Pozitif ödüllendirme yöntemini uygulamak lazım. Çocuk öğretilen iyi bir şeyi yaptığında Onu ödüllendirip taltif etmek gerekir.
Araştırmalarımda Avrupa ülkelerinde çocukları kiliseye alıştırmak için ilginç bir yöntem uygulandığını öğrendik. Hafta içinde baba çocuğun en sevdiği oyuncağı alıp kilisede papaza veriyor. Pazar gün aile kiliseye gidince papaz çocuğa, “evladım sen bu oyuncağı çok seviyormuşsun. Al sana bu çok sevdiğin oyuncak” diyerek çocuğun kiliseye ısınması, bağlanması sağlanıyor.
Diğer bir husus anne babaların çocuklarını bazı kavramlarla korkutmamalıdırlar.
Allah’ı azapçı (haşa), Kur’an’ı yasakçı, Ahireti de ceza yeri olarak göstermeyelim.
Neden?
Allah’ın azabından değil rahmetinden bahsedelim. Nimetlerden bahsedelim. Kur’an’daki güzel ibretlik kıssalardan bahsedelim. Ahirette ceza değil cennetinden bahsedelim. Cennetteki güzel manzaralardan bahsedelim.
Çocuklara küçükken; “onu yapma Allah yakar, bunu yapma Allah yakar” demek çok yanlış. Bununla ilgili ilginç bir hatırayı anlatmak istiyorum,
Bir arkadaşımın afacan bir çocuğu var. Kendisi de ilâhiyatçı. Çocuğuna, “Öyle yapma Allah yakar, böyle yapma Allah yakar” diyerek davranışlarını kontrol etmeye çalışıyor. Bir yaz günü kahvaltıda çocuk diyor ki;”Babacığım dedemlerin köyünde Allah var mı?” diyor. Babası, “tabi oğlum Allah her yerde var” diyor.
Niçin sordun dediğinde “Eğer dedemlerin köyünde Allah yoksa oraya gidecektim de” diyor.
Bu dehşet bir durum. Allah’ın varlığı çocuk için korkutucu bir iklim olarak algılanmasına sebep olmuşlar. Çocuk rahat nefes alacağı yer arar hale gelmiş.
Yine başka bir arkadaşımın anlattığı bir örnek;
Bir kandil gecesi arkadaşım çocuğuna peygamberimizin hayatından, hoş görüsünden, çocukları çok sevmesinden falan bahsediyor. Çocuk baba bir şey söyleyim mi? “Ben Peygamberi Allah’tan çok seviyorum” diyor. “Niye kızım?” diyor. “Annem dedi ki, Allah’ın cehennemi varmış Peygamberin yokmuş dedi” diyor. Ne dehşet bir durum.

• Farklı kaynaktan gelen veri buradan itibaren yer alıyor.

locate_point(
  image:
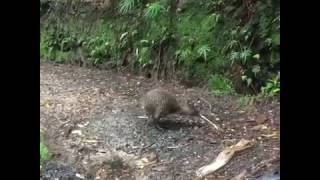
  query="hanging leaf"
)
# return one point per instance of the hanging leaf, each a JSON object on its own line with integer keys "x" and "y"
{"x": 256, "y": 69}
{"x": 256, "y": 56}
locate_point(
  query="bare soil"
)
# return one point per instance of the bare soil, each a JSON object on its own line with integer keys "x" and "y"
{"x": 89, "y": 116}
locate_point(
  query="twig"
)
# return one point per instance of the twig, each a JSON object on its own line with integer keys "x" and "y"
{"x": 210, "y": 106}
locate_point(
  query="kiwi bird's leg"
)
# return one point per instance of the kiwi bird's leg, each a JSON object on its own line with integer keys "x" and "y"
{"x": 155, "y": 122}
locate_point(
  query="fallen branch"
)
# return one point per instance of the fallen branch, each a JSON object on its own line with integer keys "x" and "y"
{"x": 223, "y": 158}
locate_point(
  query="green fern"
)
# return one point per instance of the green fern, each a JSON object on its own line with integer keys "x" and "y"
{"x": 154, "y": 10}
{"x": 203, "y": 51}
{"x": 126, "y": 6}
{"x": 245, "y": 54}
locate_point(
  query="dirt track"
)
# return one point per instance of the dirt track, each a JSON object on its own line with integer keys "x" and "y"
{"x": 89, "y": 117}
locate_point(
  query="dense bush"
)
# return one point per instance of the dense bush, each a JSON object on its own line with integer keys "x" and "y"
{"x": 233, "y": 44}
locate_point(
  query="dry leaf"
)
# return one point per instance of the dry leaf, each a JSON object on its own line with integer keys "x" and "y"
{"x": 275, "y": 134}
{"x": 223, "y": 158}
{"x": 260, "y": 127}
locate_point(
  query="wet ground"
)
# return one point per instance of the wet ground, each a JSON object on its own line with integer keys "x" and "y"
{"x": 93, "y": 125}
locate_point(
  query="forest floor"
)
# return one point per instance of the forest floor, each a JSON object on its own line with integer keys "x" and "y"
{"x": 93, "y": 125}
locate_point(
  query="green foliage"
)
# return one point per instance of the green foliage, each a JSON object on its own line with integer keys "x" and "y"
{"x": 272, "y": 88}
{"x": 220, "y": 85}
{"x": 126, "y": 6}
{"x": 204, "y": 38}
{"x": 154, "y": 10}
{"x": 203, "y": 51}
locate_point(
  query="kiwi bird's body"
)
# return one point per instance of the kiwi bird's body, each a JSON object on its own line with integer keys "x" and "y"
{"x": 158, "y": 103}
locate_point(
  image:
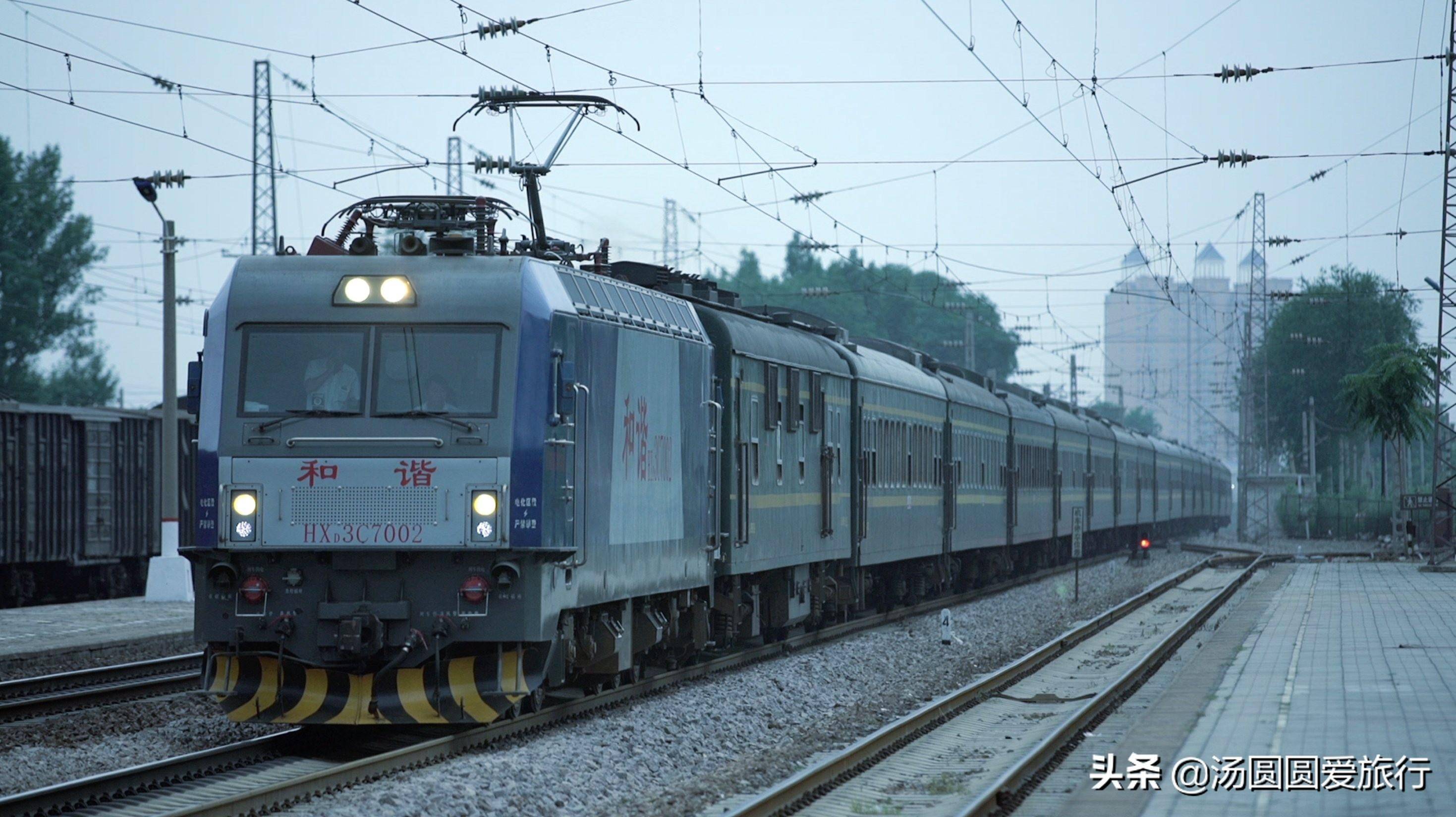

Onun için kavramların tanımlamasını doğru yapmamız lazım. Kesinlikle negatif, olumsuz konuşmayacağız.
BABA AL SANA 20 LİRA BİR SAATİNİ BANA AYIR
Hocam çocuğa temel dini bilgileri vermek için okumak öğrenmek için bir gayret lazım. Anne babalar maalesef dünyevi meşgale bahanesi ile okumadıkları da bir gerçek. Şimdi okuma alışkanlığı olmayan bu anne babalara temel, ana noktaları vermek için nasıl bir yöntem önerirsiniz?
Şuurlu, kültürlü bir anne olmak için üniversite bitirmeye gerek yok. Bugün iletişim imkânları, bilgiye erişim imkânları çok gelişmiş. İstenildiğinde arandığında lazım olan bilgiye kolay erişebilmek mümkündür. Aslında, çocuğa din eğitimi vermek, çocuğa şuur kazandırmak için sade bir hayat da çocuğu mutlu edebilir.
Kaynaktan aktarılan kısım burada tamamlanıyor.